Eight states have passed “red flag” laws since the Parkland shooting, allowing family members or law enforcement to petition to have firearms removed from individuals who pose a danger to themselves or others. Supporters of such legislation say it can prevent domestic violence and suicides. They also argue that it would make it easier to disarm people like the young man now charged in the Marjory Stoneman Douglas High School massacre who showed a pattern of disturbing and violent behavior before the shooting.

In the past, gun safety bills have often been caught up in partisan disputes in the state legislatures or vetoed by Republican governors. That, too, appeared to change this year, as GOP governors in 15 states signed such measures into law, according to Giffords.

“We’ve seen governors from every part of the country sign strong gun safety laws this year, showing just how formidable the gun safety movement has become,” Robin Lloyd, director of government affairs at Giffords, said in a statement.

In March, Florida Gov.
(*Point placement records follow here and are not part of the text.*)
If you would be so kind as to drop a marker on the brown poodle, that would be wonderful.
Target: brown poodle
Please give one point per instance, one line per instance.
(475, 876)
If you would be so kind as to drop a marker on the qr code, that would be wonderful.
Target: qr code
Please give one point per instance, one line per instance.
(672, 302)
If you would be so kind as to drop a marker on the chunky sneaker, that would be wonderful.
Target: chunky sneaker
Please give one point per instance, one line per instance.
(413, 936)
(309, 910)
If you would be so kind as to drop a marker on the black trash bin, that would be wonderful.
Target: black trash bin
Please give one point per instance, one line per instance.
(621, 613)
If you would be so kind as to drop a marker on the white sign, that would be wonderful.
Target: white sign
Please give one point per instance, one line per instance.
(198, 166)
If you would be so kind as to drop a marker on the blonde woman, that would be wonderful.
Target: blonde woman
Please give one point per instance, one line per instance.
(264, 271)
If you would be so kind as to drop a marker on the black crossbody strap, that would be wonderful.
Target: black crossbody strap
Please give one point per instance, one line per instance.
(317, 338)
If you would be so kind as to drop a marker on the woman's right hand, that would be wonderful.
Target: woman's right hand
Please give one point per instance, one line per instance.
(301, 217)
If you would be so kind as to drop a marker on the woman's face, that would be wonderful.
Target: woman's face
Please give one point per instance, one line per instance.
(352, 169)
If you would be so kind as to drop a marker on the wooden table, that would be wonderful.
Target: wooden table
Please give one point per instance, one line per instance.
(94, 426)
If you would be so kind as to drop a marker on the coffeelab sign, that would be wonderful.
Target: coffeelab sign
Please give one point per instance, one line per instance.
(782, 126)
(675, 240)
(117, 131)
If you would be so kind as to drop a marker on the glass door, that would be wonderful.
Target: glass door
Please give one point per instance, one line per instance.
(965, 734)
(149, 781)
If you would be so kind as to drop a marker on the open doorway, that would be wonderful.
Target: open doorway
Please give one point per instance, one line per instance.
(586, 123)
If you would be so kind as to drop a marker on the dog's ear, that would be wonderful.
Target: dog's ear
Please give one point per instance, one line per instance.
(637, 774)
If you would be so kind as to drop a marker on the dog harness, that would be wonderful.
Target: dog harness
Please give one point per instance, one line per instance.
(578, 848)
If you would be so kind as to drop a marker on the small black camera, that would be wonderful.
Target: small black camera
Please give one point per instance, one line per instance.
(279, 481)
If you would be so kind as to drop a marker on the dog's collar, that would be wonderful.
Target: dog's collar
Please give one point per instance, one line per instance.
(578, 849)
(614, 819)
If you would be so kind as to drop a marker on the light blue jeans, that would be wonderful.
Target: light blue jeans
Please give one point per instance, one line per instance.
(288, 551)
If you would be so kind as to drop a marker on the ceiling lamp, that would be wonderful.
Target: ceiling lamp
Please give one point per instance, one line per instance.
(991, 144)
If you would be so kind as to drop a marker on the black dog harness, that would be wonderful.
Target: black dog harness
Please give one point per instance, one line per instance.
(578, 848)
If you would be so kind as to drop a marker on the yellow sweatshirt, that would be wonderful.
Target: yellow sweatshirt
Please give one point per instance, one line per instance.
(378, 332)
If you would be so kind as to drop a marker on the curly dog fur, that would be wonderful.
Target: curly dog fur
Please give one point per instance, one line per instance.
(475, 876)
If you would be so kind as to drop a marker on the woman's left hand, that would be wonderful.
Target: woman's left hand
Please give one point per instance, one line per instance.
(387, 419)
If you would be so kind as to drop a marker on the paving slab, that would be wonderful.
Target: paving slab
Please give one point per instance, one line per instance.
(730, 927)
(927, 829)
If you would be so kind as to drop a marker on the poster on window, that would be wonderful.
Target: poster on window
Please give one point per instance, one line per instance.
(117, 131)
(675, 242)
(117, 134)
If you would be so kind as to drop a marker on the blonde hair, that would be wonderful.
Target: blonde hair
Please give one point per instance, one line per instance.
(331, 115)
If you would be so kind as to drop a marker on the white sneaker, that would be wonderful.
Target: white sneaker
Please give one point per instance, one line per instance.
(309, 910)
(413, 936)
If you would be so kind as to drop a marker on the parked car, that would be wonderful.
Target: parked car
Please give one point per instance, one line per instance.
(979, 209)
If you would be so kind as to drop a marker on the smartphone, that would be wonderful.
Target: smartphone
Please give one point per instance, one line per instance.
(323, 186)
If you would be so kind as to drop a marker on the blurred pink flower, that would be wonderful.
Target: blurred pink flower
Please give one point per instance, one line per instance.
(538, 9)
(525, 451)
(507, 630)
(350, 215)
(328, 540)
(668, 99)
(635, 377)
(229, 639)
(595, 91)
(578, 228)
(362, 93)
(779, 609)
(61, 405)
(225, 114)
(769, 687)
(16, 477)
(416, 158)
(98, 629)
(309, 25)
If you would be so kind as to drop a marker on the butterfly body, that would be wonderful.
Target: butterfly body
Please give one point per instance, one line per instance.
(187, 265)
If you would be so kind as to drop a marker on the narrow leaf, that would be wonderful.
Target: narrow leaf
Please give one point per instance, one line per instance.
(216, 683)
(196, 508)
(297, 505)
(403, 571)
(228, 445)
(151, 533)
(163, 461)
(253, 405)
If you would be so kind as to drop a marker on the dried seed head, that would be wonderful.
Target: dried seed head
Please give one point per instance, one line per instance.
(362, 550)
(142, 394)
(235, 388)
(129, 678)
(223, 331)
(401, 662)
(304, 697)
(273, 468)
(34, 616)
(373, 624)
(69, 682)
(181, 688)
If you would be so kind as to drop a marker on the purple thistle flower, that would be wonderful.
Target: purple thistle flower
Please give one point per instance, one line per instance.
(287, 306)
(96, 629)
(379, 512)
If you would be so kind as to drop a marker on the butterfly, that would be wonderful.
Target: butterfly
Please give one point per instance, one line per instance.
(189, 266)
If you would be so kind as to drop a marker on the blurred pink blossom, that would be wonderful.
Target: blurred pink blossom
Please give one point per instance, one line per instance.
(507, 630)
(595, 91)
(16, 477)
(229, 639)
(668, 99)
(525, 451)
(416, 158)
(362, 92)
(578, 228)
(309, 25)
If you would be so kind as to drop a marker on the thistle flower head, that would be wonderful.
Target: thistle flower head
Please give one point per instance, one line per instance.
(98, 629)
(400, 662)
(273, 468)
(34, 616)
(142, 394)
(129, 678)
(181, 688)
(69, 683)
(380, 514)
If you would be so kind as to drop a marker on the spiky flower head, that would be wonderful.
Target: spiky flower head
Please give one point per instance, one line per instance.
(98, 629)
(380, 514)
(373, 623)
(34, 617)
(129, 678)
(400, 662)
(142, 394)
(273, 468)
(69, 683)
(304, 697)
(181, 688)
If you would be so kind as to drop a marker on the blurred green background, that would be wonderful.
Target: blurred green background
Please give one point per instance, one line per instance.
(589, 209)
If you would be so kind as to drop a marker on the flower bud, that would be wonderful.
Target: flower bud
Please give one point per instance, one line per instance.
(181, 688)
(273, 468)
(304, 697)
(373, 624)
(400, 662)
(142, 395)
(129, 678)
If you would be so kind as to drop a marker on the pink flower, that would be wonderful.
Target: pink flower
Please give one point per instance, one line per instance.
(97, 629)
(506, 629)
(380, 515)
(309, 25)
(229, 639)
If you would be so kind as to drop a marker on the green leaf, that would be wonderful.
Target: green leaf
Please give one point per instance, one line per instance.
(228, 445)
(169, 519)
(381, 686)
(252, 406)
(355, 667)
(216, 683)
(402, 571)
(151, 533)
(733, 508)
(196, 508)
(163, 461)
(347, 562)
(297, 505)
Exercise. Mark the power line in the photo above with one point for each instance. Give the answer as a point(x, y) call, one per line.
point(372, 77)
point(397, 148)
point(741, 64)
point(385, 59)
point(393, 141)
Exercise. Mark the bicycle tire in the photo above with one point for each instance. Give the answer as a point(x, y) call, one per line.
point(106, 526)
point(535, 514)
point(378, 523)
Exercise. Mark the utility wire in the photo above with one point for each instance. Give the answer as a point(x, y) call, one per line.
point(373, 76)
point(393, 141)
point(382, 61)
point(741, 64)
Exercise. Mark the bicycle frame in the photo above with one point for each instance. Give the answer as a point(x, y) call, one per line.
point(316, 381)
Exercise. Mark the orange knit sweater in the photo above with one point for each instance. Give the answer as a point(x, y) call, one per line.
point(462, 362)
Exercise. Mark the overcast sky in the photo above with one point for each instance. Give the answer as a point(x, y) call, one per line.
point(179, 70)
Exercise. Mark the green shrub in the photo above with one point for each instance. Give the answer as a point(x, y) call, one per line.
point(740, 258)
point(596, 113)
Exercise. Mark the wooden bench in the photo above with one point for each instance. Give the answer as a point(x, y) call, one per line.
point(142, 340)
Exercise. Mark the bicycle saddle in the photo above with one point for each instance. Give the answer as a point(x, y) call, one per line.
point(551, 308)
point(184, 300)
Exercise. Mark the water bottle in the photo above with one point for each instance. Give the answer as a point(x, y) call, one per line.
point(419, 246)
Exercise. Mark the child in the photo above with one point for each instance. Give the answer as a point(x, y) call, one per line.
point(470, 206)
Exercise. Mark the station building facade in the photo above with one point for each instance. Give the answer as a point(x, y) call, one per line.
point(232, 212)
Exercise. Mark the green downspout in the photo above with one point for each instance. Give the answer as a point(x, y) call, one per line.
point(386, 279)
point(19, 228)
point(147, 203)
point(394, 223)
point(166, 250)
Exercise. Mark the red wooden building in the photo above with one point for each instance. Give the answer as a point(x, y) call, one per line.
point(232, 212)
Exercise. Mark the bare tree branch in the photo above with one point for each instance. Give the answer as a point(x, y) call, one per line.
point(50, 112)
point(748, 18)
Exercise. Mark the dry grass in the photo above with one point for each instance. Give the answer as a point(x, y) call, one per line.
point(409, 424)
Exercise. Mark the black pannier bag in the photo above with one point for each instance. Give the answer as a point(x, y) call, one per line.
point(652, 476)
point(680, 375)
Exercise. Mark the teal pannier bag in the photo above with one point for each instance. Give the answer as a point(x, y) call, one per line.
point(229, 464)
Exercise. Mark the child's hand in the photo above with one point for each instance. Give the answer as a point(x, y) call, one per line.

Rick Scott (R) broke with the National Rifle Association ― which had previously given him an A-plus rating ― to sign a set of bills that included a red flag measure and a hike in the minimum age to purchase a firearm from 18 to 21. Another provision allows trained school staff to carry handguns.

Vermont Gov. Phil Scott (R) also signed new gun safety measures, raising the minimum age for purchasing a firearm to 21, enhancing background check requirements, enacting a red flag law, and banning bump stocks and high-capacity ammunition magazines.

There were signs of movement even in deep-red Louisiana, Kansas and Tennessee, all of which strengthened laws prohibiting people convicted of domestic violence from owning guns.

Mass shootings have ignited vigorous debates about firearms in the past, but the public outcry has rarely translated into the sort of concrete action seen in recent months. In the year after the massacre at Sandy Hook Elementary School in Newtown, Connecticut, nearly two-thirds of the new gun laws passed at the state level were actually designed to ease restrictions and expand the rights of gun owners, according to a 2013 analysis by The New York Times.

States have also passed a few measures to further loosen gun laws in the months since the Parkland shooting. But many of these efforts have fallen short. Gun safety advocates defeated measures in 19 states to put more weapons in schools and stymied proposals in 14 states that would have allowed people to bring firearms onto college campuses and other locations, according to Giffords.

With more than 33,000 shooting deaths across the U.S. each year, gun safety advocates are optimistic that the tide is beginning to shift in their favor.

“There’s no going back now,” said Lloyd. “We’ll continue to build on these efforts so that we can better address our country’s gun violence crisis and as a result, save lives.”

The 26 states that have passed at least one bill to end gun violence since Parkland are: California, Connecticut, Delaware, Florida, Georgia, Hawaii, Illinois, Indiana, Kansas, Louisiana, Maryland, Massachusetts, Nebraska, New Jersey, New York, Ohio, Oklahoma, Oregon, Rhode Island, South Dakota, Tennessee, Utah, Vermont, Virginia, Washington and Wisconsin.